Śmialiśmy się z „zebry Wiewiórowskiego” (Equus giodus). To taka nowa zasada, że prawo do merytorycznej decyzji GIODO nie przysługuje albo dlatego, że jest się chrześcijaninem („osobą należącą do kościoła” – mówiąc językiem ustawy o ochronie danych osobowych) albo dlatego, że Kościół jej nie podlega. I nie ma to znaczenia, bo zastępca GIODO Andrzej Lewiński może się podpisać i pod jednym i pod drugim. Zebra jest wtedy albo biała albo czarna – można sobie wybierać. A wszystko dzięki dwóm literkom „i 3” wrzuconym do projektu ustawy pod stołem i wbrew wynikom głosowań w tej sprawie. Ufając dosłownej interpretacji i stanowisku BGIODO w latach 1998-2010 (!) my sobie wybraliśmy, że „i 3” dyskryminuje chrześcijan.

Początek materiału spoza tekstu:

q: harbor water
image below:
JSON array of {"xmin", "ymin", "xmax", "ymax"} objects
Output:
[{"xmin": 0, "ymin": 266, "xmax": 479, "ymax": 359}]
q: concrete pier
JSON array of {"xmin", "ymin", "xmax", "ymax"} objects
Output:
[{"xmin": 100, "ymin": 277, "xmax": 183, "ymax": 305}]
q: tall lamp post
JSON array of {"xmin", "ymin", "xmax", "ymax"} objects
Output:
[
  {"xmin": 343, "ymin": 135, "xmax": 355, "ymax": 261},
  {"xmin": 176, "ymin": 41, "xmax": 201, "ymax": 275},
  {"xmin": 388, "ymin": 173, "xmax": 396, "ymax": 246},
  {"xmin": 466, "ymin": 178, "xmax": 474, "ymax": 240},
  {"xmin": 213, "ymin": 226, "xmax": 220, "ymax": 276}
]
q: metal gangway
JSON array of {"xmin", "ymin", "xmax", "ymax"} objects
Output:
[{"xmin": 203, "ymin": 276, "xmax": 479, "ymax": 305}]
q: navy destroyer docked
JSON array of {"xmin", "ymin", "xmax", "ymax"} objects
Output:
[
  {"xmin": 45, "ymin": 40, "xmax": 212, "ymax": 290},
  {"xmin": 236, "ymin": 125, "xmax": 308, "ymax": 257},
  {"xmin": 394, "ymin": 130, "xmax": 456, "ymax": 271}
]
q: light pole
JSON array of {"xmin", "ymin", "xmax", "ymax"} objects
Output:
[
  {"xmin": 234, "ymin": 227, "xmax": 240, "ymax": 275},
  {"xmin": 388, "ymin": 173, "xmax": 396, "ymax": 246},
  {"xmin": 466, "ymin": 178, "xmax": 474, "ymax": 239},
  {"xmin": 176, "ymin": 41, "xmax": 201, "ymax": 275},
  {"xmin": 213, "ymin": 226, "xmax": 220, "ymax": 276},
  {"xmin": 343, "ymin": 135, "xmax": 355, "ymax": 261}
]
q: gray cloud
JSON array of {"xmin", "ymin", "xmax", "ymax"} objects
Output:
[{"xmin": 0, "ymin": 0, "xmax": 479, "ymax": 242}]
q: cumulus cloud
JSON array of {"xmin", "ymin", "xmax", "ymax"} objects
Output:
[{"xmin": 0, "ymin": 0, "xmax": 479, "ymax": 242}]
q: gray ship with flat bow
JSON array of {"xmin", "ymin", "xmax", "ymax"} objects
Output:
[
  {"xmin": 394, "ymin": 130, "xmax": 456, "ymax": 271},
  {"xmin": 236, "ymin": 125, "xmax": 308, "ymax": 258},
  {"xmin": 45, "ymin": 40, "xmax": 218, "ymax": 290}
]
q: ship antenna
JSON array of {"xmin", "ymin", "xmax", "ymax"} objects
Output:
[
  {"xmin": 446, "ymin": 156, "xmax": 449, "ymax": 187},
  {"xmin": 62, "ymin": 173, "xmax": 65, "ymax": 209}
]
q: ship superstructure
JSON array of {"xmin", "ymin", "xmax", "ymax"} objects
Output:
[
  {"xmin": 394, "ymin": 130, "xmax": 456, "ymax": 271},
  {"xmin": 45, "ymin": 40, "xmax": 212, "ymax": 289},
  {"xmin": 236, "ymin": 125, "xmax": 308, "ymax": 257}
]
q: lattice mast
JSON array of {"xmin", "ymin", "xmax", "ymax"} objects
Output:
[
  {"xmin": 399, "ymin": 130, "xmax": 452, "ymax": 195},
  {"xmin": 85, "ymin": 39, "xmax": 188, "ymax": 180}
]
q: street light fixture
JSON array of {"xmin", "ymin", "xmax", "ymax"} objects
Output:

Dzisiejszy dzień jest wielkim zwycięstwem „zebry Wiewiórowskiego” nad prawem i rozumem. Wojewódzki Sąd Administracyjny w Warszawie powiedział wreszcie to, co i tak było widać od stycznia. Nieważne czemu GIODO umarza – ważne, że ma umarzać. Czyli może sobie wybierać co mu bardziej pasuje a zatwierdzą mu to prawa historii…
–> sąd robi z siebie pośmiewisko – 7 maja 2012 <–
Informacja! 20 marca 2012 r. na wniosek poseł PiS Anny Sobeckiej powołany został Parlamentarny Zespół d/s Przeciwdziałania Ateizacji Polski. Utworzenie takiego Zespołu Inkwizycji XXI wieku zagraża całej Unii Europejskiej!
Sędziowie skutecznie wprowadzają w życie słowa księdza Klocha, wypowiedziane z ironią i pogardą – „chciejstwo to jeszcze za mało„…
Te wyroki pokazują jaką siłą dysponuje w Polsce KEP. To pracuje na wzór ośmiornicy.
Na wzór tak, ale nie ta sama siła. Gdyby ośmiornica miała taką siłę, to by wszystkie „rybska” i inne wieloryby wyginęły..
Innymi słowy mówisz – „cieszcie się, że możecie dostawać te umorzenio-oddalenia z powodu „i 3” a nie siedzicie aresztowani jak nieprzymierzając onegdaj Michnik„. I ja myślę, że to jest faktycznie skala naszej wolności. 🙂
Tak, mamy lepiej niż Michnik w tamtych czasach, bo ośmiornica nas „nie więzi” tylko nas „nie puści”.
Nie puści też, ale „nie puści”, bo „nie wpuści”, bo „i 3” stoi na drodze i Pan Minister chciałby się dobrać do art. 12 ust. 2, ale niestety nie ma kognicji. I tak już prawie 15 lat…
Kognicję to on ma („i 3” mówi o „należących”) tylko klucz od szafy, w której siedzi zamknięta wysyła proboszczom (w liście „z kołem ratunkowym”). To też konkordatowe gwarancje, że klucz od szafy z kognicją każdego urzędnika musi leżeć na plebanii.
No, i idąc tym tropem to Święta Instrukcja Apostatyczna jest rozporządzeniem wykonawczym do ustawy Rakowskiego, która mówi, że obywatele mogą być należący i nienależący. Może napiszemy to rozporządzenie?
„W związku z Ustawą z 17 maja 1989 roku o gwarancjach wolności sumienia i wyznania Przewodniczący Konferencji Episkopatu Polski wydaje instrukcję KEPu o apostazji cobyście wiedzieli jak z niej korzystać.
1. Tworzy się Świętą Instrukcję Apostatyczną.
2…
„
Praktyczna realizacja „rozdzielności Kościoła od Państwa”. Urzędnik ma kognicję (w szafie),a proboszcz klucz. Przyznasz, że trudno lepiej zagwarantować „rozdzielność”?